Another year has passed, and with it a year of exciting new projects and partnerships to protect the priceless farmland resources of the Midwest. Farmers throughout the region are finding ways to be better stewards of the land, while farmers and citizens alike are fighting for policies and programs that keep farmland in farming even with state budget issues and shifting farm ownership demographics looming.

Just as farmers glance back at the rows they’ve just planted or harvested as they continue moving forward, I wanted to take this chance to share with you some of the successes we’ve had over the past year:

Farm and farm fields in the MidwestFinding New Ways to Help Farmers and the Environment Thrive

In the Upper Salt Fork watershed in central Illinois, our work with farmers to reduce fertilizer and soil runoff into the Mississippi River basin has so far resulted in new conservation practices on nearly 4,000 acres of the 27,000-acre watershed. In Lake Erie, where a record toxic algal bloom spread, adding to the “dead zone” threatening the area’s $10 billion annual tourism industry, we’re working with farmers to reduce phosphorus runoff, which contributes to the problem. And in the Ohio River Basin, we’re starting to recruit farmers to participate in pilot trades that could lead to the nation’s largest water quality trading program.

Keeping Farms in Farming While Safely Controlling Pests

Working with the Environmental Protection Agency, we have five projects underway to help fruit and vegetable farmers in the Midwest control insects, weeds, plant diseases and other pests while protecting the environment and remaining profitable.
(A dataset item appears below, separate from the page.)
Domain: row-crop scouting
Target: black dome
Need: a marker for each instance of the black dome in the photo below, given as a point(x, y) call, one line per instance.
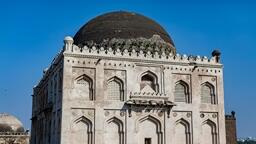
point(124, 25)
In Michigan, we’re helping cherry growers manage pesky flies, while in Minnesota we’ve helped strawberry, pumpkin and potato growers control weeds without chemicals.

Bringing Farm Owners and Operators Together

Currently, nearly 90 percent of farm owners are not farm operators, with absentee landlords owning 44 percent of the nation’s farmland. Along with key partners in Iowa, we launched a project to learn about the impacts of absentee landowners, the adoption of conservation practices on leased land and how to help owners and operators discuss conservation challenges.

Saving Farmland Protection in Wisconsin

Just two years ago, we led the drive to pass Wisconsin’s Working Lands Initiative and create a new Farmland Preservation Program, much needed in a pivotal farm state losing its fertile farmland to development. But when Governor Scott Walker put promised funds for the program on hold and called for eliminating it entirely, American Farmland Trust mobilized farmers, activists and citizens. The state legislature listened, keeping the program intact and restoring funds for already approved projects.

Women: America’s Emerging Agricultural Leaders

Due to the age of many farmers, within 20 years about 70 percent of farmland will change hands, and women may own up to 75 percent of it. While possessing a strong conservation ethic, many women are unsure of how to take action to protect and conserve their land. We’ve started the planning process to hold women-only meetings to educate women who own farmland in the Midwest, helping to address such barriers.

A Look Ahead

For more than 25 years, we have been working to protect farmland through preservation and conservation efforts throughout the Midwest. In the breadbasket of the nation, we know we can’t afford to take these priceless resources for granted. That’s why we will continue our work throughout the Midwest in the coming year and beyond.